On this subject, we should acknowledge some of those who have single-handedly brought about concrete changes in the industry. Hats off to Spike Lee, who took the risks and had the guts to force actual changes, and others, like Tyler Perry and Ava DuVernay, who are building infrastructure and advancing the careers of others. But this should not be their job alone! The few top executives who greenlight movies and TV shows are the real gatekeepers. A recently published and excellent McKinsey report exposes just that. Among the report findings: “We estimate that the film and TV industry could unlock more than $10 billion in annual revenues simply by addressing these barriers [of diversity and inclusion] … the equivalent of a 7 percent expansion in baseline industry revenues.”

Raoul Peck (left) and actor Josh Hartnett on the set of HBO’s Exterminate ‘All the Brutes,’ which premiered in April.
Courtesy of David Koskas/Velvet Film/HBO

This is the perfect tool we lacked. A blueprint for definitive and urgent structural changes. The data, the analysis, the diagnostics, the numbers are on the table to back decades-old demands (yes, decades-old, for Christ’s sake!). The veracity of these figures is undisputable. The misdeeds are embedded in the very power and the governing structures where decisions are made. They precisely know where the bodies are buried.

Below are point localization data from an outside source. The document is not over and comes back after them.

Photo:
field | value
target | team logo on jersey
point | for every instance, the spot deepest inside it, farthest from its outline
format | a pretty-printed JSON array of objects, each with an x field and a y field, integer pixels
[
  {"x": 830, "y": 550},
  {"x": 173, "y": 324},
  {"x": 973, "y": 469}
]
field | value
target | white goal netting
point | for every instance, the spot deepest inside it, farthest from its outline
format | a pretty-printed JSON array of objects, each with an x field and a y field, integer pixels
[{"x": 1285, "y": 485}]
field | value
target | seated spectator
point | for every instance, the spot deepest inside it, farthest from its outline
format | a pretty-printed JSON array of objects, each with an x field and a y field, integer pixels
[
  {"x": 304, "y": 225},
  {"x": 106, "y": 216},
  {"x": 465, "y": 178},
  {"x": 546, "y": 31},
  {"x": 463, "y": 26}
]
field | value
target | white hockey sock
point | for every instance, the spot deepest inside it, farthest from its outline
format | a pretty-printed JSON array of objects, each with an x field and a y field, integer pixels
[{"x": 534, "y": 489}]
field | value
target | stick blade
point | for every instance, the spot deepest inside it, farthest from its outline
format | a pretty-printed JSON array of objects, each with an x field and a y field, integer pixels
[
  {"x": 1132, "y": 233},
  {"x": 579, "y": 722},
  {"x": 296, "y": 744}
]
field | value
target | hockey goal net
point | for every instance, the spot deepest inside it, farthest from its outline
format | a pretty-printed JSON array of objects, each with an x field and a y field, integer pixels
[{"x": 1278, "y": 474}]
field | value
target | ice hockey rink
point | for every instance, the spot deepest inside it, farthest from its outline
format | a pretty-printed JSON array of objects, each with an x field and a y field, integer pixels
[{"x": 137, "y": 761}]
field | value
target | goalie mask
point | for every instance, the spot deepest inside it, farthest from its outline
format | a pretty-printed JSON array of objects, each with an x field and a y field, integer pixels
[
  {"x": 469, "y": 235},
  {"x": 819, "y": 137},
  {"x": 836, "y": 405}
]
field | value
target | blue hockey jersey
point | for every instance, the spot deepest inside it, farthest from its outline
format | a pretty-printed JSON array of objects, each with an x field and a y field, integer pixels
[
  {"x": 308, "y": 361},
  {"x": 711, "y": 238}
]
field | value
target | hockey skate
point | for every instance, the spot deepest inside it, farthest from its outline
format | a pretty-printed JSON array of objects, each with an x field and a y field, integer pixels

One of the key takeaways from the report is the immediate necessity that this industry acknowledges its deficiencies and puts real money into establishing a pipeline that nurtures BIPOC executive talent, puts substantial cash into authentic and POV-diverse BIPOC projects (let’s stop driving Miss Daisy around!) on par with current industry output and take real action on issues of race and equity. And we are not talking in millions of dollars here but in multiple hundreds of millions, for starters. For capital is the very nerve of the war, the prize for real changes and the price of our real collective weight in our industry. And these concrete means will start up the urgent structural modification of the system at every level. Ambitious initiatives are being discussed, as I write. Industry leaders have come together to support this necessary change, but these changes must be done so that changes in administration and waning “public interest” don’t derail these efforts.

Only meaningful and substantial structural changes will bring fundamental changes.

At key moments when history is shifting, the signs are rarely seen as such. And always, the standard top 1 percent, whether in ancient or modern times, never see it coming. It’s not even in the realm of their imagination. We can keep denying reality, or we can act upon it and lay down this new horizon. The numbers are on the table. What is the price you’re willing to pay?

Raoul Peck is the director and writer of HBO docuseries Exterminate All the Brutes.